While automatic failures are already baked-in, there may be times where a manually issued failover is necessary. The steps to perform a manual failover are listed below:
Note: The promotion candidate must reside within your PRIMARY_REGION.
1. Connect to the Machine you wish to promote
fly ssh console -s -a <app-name>
2. Confirm the member is healthy
# Switch to the postgres user and move to the home directory.
su postgres
cd ~
# Verify member is healthy
repmgr node check
Node "fdaa:0:2e26:a7b:7d17:9b36:6e4b:2":
Server role: OK (node is standby)
Replication lag: OK (0 seconds)
WAL archiving: OK (0 pending archive ready files)
Upstream connection: OK (node "fdaa:0:2e26:a7b:7d17:9b36:6e4b:2" (ID: 1375486377) is attached to expected upstream node "fdaa:0:2e26:a7b:c850:86cf:b175:2" (ID: 1177616922))
Downstream servers: OK (this node has no downstream nodes)
Replication slots: OK (node has no physical replication slots)
Missing physical replication slots: OK (node has no missing physical replication slots)
Configured data directory: OK (configured "data_directory" is "/data/postgresql")
2. Stop the Machine running as primary
Open up a separate terminal and stop the Machine running primary
.
# Identify the primary
fly status --app <app-name>
ID STATE ROLE REGION HEALTH CHECKS IMAGE CREATED UPDATED
6e8226ec711087 started replica lax 3 total, 3 passing davissp14/postgres-flex:recovery-fix-00 (custom) 2023-02-15T20:20:51Z 2023-02-15T20:21:10Z
6e82931b729087 started primary lax 3 total, 3 passing davissp14/postgres-flex:recovery-fix-00 (custom) 2023-02-15T20:19:58Z 2023-02-15T20:20:18Z
9185957f411683 started replica lax 3 total, 3 passing davissp14/postgres-flex:recovery-fix-00 (custom) 2023-02-15T20:20:24Z 2023-02-15T20:20:45Z
fly machines stop 6e82931b729087 --app <app-name>
3. Run the standby promotion command Go back to the first terminal you opened that's connected to your promotion candidate.

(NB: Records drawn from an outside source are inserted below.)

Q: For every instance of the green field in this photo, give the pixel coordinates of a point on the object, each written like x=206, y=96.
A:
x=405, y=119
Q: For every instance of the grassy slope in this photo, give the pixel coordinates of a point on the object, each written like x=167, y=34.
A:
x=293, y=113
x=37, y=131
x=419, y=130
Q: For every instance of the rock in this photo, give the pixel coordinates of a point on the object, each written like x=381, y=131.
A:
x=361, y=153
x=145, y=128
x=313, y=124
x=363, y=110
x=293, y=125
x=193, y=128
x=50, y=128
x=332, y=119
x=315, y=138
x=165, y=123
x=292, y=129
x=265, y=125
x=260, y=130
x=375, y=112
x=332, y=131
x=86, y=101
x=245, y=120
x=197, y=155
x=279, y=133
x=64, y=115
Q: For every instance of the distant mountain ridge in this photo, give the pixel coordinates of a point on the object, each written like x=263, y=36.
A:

# Issue a dry-run to ensure our candidate is eligible for promotion.
repmgr standby promote --siblings-follow --dry-run
INFO: node is a standby
INFO: no active primary server found in this replication cluster
INFO: all sibling nodes are reachable via SSH
INFO: 1 walsenders required, 10 available
INFO: 1 replication slots required, 10 available
INFO: node will be promoted using the "pg_promote()" function
INFO: prerequisites for executing STANDBY PROMOTE are met
WARNING: It's important that you specify --siblings-follow
, otherwise any other standbys will not be reconfigured to follow the new primary.

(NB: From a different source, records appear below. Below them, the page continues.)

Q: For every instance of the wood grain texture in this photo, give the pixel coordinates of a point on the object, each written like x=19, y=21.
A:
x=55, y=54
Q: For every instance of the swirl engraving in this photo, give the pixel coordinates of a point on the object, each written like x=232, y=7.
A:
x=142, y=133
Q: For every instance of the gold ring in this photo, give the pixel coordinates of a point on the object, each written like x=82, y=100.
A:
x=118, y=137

If everything looks good, go ahead and re-run the command without the --dry-run
argument.
repmgr standby promote --siblings-follow
NOTICE: promoting standby to primary
DETAIL: promoting server "fdaa:0:2e26:a7b:7d17:9b36:6e4b:2" (ID: 1375486377) using pg_promote()
NOTICE: waiting up to 60 seconds (parameter "promote_check_timeout") for promotion to complete
NOTICE: STANDBY PROMOTE successful
DETAIL: server "fdaa:0:2e26:a7b:7d17:9b36:6e4b:2" (ID: 1375486377) was successfully promoted to primary
INFO: executing notification command for event "standby_promote"
DETAIL: command is:
/usr/local/bin/event_handler -node-id 1375486377 -event standby_promote -success 1 -details "server \"fdaa:0:2e26:a7b:7d17:9b36:6e4b:2\" (ID: 1375486377) was successfully promoted to primary" -new-node-id ''
NOTICE: executing STANDBY FOLLOW on 1 of 1 siblings
INFO: STANDBY FOLLOW successfully executed on all reachable sibling nodes
4. Start the Machine that was previously operating as Primary
fly machines start 6e82931b729087 --app <app-name>
The primary will come back up and recognizing that it's no longer the true primary and will rejoin the cluster as a standby.